9-33am
When this date rolls around, it’s difficult for me to not get emotional. As the years go by and I arrive at 17th July, it’s just that I am still here and although I have maybe not been faithful, God has been faithful. Although I have not been loving to others, God has been loving towards me. I may have wanted to give up, but God has not. New life is a beautiful thing…
No, it’s not my birthday. But it was 34 years ago today, that I quietly bowed my head and asked Jesus to come into my heart and take over my life. It was a strange thing to pray. “Ask Jesus into your heart,” they said. “Why? How?” It’s a strange thing to do. I didn’t ask my best friend at the time into my heart. I have never asked Mike into my heart. Why would I ask Jesus into my heart? I think the answer is that He’s the only one that can actually get into my heart …. and my soul and my head. That’s what God does.
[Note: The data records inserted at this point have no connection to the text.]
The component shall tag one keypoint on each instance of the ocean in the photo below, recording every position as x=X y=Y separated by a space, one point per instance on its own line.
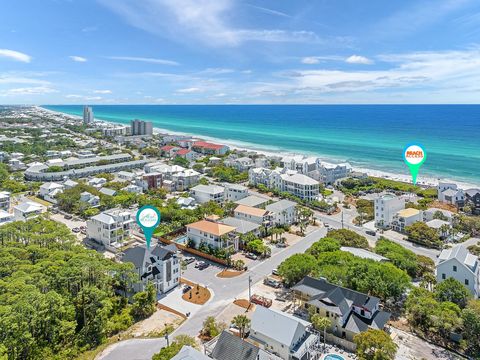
x=367 y=136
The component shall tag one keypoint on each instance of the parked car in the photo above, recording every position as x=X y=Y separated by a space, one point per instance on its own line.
x=272 y=282
x=188 y=259
x=203 y=265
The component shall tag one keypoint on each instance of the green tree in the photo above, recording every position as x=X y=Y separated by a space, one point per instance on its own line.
x=297 y=266
x=471 y=324
x=242 y=323
x=349 y=238
x=454 y=291
x=144 y=302
x=375 y=345
x=321 y=323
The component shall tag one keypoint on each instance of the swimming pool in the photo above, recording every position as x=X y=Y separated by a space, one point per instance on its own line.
x=333 y=357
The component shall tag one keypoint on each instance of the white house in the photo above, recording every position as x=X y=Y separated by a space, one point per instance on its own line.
x=206 y=193
x=253 y=214
x=284 y=212
x=90 y=199
x=235 y=192
x=49 y=190
x=212 y=233
x=5 y=217
x=111 y=227
x=4 y=200
x=460 y=264
x=159 y=266
x=386 y=206
x=300 y=185
x=27 y=210
x=280 y=333
x=329 y=173
x=404 y=218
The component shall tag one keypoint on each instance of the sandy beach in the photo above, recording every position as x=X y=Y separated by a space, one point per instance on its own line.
x=270 y=151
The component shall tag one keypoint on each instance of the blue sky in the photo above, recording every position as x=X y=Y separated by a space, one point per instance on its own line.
x=232 y=51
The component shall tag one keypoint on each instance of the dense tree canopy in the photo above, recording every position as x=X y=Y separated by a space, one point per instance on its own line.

I am awestruck at how such a short prayer, such a seemingly insignificant moment in time can result in such massive consequences. It was a game changer in my life. It was a tiny step of faith and acknowledgement. Acknowledgement of God in life is more important than we know. “Trust in the Lord with all your heart and lean not on your own understanding. In ALL your ways ACKNOWLEDGE Him and He will make your paths straight.” Somehow, those ‘role off your tongue’ words from Proverbs 3 have rung true throughout the last 34 years. As I acknowledged then and continue to acknowledge today, I keep seeing my path being organised in a straight and orderly way.
Does it mean I’ve never had problems, difficulties, sadness and tragedy? No. It does mean that God goes before me and makes the rough places smooth and helps me on my way, carrying me, if necessary!
And so I find myself 34 years after bowing my head to ask Jesus into my heart and to take over my life, more grateful than before. More humbled by His persistence, by His hand of direction, by His faithfulness. He will not let me go.
“I am totally abandoned, wrecked at your feet I am smitten by forgiveness, broken and complete. Help me die to my ambitions and my self erected pride. Help me live out on this altar til in You I’m crucified.”
Totally Abandoned by Bill Drake
God bless you.
Another wonderful day, to be in His Grip.